Nuclear fission occurs when a large atomic nucleus is split by means of neutron bobardment into smaller nuclei.
Nuclear fission occurs when an atomic nucleus is split into smaller nuclei. Unlike Radioactive decay, which is spontaneous and not considered a nuclear reaction, nuclear fission must be initiated by neutrons.
With the exception of hydrogen –which only contains a proton in its nucleus – all the elements are less massive than the mass of their constituent parts. For example helium contains four nucleon, 2 protons and 2 neutrons, in its nucleus. If you had added the mass of the individual nucleons together they would have more mass than a helium nucleus. So where has the mass gone? The missing mass has become the energy required to hold the nucleus together (the strong nuclear force) and this energy is known as the binding energy.
The table above shows the amount of binding energy in each nucleon of each element. The higher binding energy per nucleon the more stable the nucleus of the element is and all elements want to be as stable as possible. As you can see from the table Iron is the most stable (has the most binding energy per nucleon) element and as such neither nuclear fusion nor fission is possible. As you can see from the table, all elements with less mass then iron will release energy through nuclear fusion as these element gain nuclear binding energy per nucleon as their mass increases. Elements with more mass than iron have less binding energy per nucleon and so they release energy from splitting into less massive elements through nuclear fission.
It is possible to produce energy through the process of nuclear fission. This energy production is utilised in nuclear bombs and nuclear power stations. Nuclear power stations generally strike a nucleus of Uranium or plutonium using neutrons with the aim of causing the nucleus to split. Sometimes in neutron bombardment the neutron will actually combine making the uranium unstable which causes the nucleus to split but normally it is the force of the neutron that causes the fission to occur.

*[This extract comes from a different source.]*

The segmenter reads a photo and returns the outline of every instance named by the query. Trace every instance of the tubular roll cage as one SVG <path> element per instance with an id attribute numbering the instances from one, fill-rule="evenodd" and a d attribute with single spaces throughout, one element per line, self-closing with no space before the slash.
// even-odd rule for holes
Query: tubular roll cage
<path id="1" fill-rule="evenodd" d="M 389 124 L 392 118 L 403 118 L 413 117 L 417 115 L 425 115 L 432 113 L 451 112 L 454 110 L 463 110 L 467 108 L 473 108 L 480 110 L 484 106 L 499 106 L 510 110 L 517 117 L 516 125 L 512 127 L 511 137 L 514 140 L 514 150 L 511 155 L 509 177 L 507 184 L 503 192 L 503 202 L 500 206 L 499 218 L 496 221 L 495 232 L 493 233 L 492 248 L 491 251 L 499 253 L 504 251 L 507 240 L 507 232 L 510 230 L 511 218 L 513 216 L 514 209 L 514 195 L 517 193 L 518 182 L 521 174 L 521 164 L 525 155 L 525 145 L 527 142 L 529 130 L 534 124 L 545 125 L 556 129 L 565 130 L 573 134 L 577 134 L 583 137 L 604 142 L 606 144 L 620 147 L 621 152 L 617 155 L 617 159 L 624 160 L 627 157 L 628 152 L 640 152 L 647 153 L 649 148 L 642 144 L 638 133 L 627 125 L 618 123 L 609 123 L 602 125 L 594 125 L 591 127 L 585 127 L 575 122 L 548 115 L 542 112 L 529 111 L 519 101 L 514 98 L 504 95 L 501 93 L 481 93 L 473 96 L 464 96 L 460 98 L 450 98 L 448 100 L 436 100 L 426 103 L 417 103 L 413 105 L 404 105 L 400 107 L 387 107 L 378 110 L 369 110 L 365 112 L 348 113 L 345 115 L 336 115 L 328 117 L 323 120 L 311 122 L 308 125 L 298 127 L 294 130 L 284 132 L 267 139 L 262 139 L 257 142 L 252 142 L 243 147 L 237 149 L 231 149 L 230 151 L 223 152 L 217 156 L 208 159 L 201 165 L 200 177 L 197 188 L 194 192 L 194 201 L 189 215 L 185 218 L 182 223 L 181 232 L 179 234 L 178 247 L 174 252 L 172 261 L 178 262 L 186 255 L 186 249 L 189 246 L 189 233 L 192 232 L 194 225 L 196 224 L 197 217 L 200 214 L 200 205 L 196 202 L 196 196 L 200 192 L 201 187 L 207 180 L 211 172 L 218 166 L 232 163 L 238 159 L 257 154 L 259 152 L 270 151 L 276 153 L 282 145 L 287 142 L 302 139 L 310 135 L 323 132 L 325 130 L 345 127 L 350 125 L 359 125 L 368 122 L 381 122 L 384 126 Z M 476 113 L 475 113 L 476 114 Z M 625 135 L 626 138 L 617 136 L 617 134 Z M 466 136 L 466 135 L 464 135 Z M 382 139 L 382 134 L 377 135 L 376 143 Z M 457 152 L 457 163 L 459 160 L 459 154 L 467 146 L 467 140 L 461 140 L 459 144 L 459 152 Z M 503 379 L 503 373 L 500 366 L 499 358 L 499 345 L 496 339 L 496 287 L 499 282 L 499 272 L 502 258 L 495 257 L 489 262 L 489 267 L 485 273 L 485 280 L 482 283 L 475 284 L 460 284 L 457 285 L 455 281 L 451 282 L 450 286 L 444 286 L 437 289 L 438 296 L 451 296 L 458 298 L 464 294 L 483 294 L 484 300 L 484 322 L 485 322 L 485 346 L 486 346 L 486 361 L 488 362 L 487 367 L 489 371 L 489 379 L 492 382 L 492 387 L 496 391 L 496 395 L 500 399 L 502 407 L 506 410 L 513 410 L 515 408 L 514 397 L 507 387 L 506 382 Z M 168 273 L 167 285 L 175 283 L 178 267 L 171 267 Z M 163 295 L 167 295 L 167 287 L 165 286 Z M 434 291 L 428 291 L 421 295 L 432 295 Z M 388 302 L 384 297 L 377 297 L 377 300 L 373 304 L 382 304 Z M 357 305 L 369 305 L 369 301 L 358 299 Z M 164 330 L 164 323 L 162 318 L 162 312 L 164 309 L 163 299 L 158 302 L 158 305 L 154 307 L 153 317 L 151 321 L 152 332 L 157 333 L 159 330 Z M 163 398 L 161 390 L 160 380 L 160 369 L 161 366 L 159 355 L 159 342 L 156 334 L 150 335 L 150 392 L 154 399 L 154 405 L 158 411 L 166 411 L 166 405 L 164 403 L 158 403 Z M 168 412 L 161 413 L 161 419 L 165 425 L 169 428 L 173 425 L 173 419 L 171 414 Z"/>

In nuclear reactors stable uranium or plutonium is bombarded with neutrons to induce nuclear fission. Striking a stable uranium atom with a free neutron can change the uranium into an unstable isotope of uranium. This unstable uranium will then split through radioactive decay producing two smaller atoms such as Krypton and Barium, energy (about 210 MeV) and even more neutrons. These neutrons are propelled out and will collide with another uranium nucleus causing a chain reaction. Each time energy is released, and it is quite possible for the chain reaction to get out of control if left to its own devices. To control the output and prevent too much energy release a neutron absorbing element is introduced. In reactors control rods are introduced which are made of boron or cadmium and absorb many of the free neutrons. The perfect ratio is that one of the free neutrons released hits another nucleus and this is said to be at critical state. If too few free neutrons are hitting the uranium 235 neutron, and instead being absorbed by either the uranium-238 or reactor casing etc, then the reaction is said to be sub critical. If more than one free neutron per fission strike a uranium-235 atom, and the chain reaction grows, the reaction is said to be supercritical and the rods can be lowered until criticality is reached once more.
The animation shows the reaction when a free neutron is absorbed by the nucleus but in most cases the propulsion of the free neutron is powerful enough to smash the nucleus apart which produces the same outcome.
Uranium makes the best fissile material as it is the largest naturally occurring nucleus on earth (that hasn’t spontaneously decayed). As such it is the obvious candidate if you are trying to split minute body you would attempt with the largest minute body possible. Additionally very large nuclei require more neutrons than protons to make them stable (due to the balance between the strong nuclear force and the electromagnetic force). This is where the additional free neutrons appear from to continue the reaction and the fission of a Uranium nucleus produces an average of 2.5 free neutrons.
The most common isotope of Uranium is uranium-238 which makes up 99.3% of all natural Uranium but this is not a very fissile material. What is more Uranium 238 can capture the valuable neutrons becoming Uranium 239. The isotope Uranium-235 is much more fissile but makes up only 0.7% of natural Uranium. Therefore Natural Uranium must be refined to increase the percent Uranium-235 which is an expensive and tedious process.
Energy from nuclear fission reactors is considered clean as no waste gases are produced that harm the environment. However there are concerns about the radioactive material produced, some of which have a very long half-life. When uranium-238 absorbs a neutron, for example, it produces uranium-239 which decays into plutonium-239 and has a half-life of 24,000 years.
Plutonium -239 can itself be used to produce nuclear fission in a specially designed reactor. The plutonium is bombarded with fast moving neutrons which split the plutonium neutron. The fission of which produces on average 2.9 neutrons and again this is controlled to only allowing 1 free neutron to continue the chain reaction. This time the additional free neutrons are absorbed by uranium-239 which is used to line the reactor wall and this creates or breeds more plutonium-239 which can be used in the core of the reactor later. This type of reactor is known as a fast breeder reactor and sounds like a good option for the environment. However there are many more technical difficulties with this type of reactor and plutonium-239 from these reactors can be used, without refinement, in nuclear weapons which creates new ethical problems.